Rawls’s idea is “justice as fairness”: the thought that the principles governing society’s basic structure should be what free and equal citizens would agree to under fair conditions, as opposed to utilitarianism, which seeks to maximise overall happiness even if that allows serious sacrifices of the few for the benefit of the many. He summarises his thoughts with the idea of ‘maximin’, you assess social arrangements by how well they do for the person in the worst position in society, and you prefer the arrangement that maximises this minimum level of advantage.

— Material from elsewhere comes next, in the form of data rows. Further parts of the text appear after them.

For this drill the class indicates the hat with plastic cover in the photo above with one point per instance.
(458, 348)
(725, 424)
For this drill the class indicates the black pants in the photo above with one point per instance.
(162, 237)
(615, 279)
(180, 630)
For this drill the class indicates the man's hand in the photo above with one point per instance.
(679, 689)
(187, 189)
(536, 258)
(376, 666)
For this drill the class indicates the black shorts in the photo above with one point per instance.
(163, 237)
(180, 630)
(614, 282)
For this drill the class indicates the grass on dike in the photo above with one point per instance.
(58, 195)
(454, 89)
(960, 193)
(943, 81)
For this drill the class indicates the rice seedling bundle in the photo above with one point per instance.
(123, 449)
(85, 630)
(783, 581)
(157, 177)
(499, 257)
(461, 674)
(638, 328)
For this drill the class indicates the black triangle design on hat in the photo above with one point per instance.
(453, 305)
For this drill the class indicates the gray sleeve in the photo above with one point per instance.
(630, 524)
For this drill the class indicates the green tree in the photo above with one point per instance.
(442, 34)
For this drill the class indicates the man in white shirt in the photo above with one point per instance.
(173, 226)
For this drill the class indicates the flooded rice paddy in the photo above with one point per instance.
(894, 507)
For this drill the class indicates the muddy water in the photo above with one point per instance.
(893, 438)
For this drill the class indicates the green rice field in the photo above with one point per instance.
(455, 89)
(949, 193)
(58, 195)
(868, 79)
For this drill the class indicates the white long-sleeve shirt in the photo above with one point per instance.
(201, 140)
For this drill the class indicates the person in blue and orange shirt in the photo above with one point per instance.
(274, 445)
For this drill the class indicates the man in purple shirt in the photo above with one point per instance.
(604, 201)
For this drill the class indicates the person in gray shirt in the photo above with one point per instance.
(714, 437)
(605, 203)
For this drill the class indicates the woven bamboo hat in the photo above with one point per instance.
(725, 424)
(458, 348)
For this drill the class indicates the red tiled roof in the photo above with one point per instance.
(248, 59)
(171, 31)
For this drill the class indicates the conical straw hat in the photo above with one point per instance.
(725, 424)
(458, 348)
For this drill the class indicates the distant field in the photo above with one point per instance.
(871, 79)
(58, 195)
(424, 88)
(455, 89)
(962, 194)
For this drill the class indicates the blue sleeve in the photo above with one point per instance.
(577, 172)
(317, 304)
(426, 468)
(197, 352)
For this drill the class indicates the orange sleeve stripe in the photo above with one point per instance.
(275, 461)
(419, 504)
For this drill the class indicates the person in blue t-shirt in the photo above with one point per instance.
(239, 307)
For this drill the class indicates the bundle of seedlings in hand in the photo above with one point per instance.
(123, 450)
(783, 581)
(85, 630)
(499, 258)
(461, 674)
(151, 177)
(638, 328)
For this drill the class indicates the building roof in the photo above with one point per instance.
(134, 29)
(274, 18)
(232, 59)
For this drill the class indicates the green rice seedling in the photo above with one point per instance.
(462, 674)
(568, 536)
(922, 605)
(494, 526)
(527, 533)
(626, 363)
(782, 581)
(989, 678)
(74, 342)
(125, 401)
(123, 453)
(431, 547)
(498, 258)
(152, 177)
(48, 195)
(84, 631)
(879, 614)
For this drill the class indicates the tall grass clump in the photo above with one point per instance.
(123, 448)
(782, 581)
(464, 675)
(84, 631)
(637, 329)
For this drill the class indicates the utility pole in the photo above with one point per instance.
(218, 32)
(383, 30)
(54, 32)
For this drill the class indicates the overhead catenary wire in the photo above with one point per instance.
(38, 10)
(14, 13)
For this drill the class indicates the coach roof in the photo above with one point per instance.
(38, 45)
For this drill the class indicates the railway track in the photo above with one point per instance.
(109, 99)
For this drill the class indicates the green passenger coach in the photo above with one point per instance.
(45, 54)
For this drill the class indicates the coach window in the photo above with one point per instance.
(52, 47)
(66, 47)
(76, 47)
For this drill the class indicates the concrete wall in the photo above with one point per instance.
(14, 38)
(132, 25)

Our discussion started with the view that the society Rawls proposed would still be one with many levels of inequality, where the rich and powerful would still be getting their own way, even though the people at the bottom would have slightly better basic living standards. We wondered if it would be feasible to create a society on his principles. Countries such as Syria, Gaza and potentially Iran are currently about to ‘start again’ so we could imagine they provide places where a fairer society could be implemented. We all felt this was unlikely since existing global forces will attempt to build such new societies to their advantage.
The discussion moved on to countries which might be regarded as fairer than our own, such as those in Scandinavia. We disagreed on whether they were as good as they have been presented. We talked a bit about sortition. In governance, sortition is the selection of public officials or jurors at random, i.e. by lottery, in order to obtain a representative sample. In ancient Athenian democracy, sortition was the traditional and primary method for appointing political officials, and its use was regarded as a principal characteristic of democracy. Sortition is often classified as a method for both direct democracy and deliberative democracy. Implementing it in large democracies was seen as very difficult, even though the attempt to prevent the role of career politicians was laudable.
We ended up with a mix of topics, including Big Pharma, Greenland, Trump, Covid and how the UK handled it and various science fiction writers. After nearly two hours we parted company.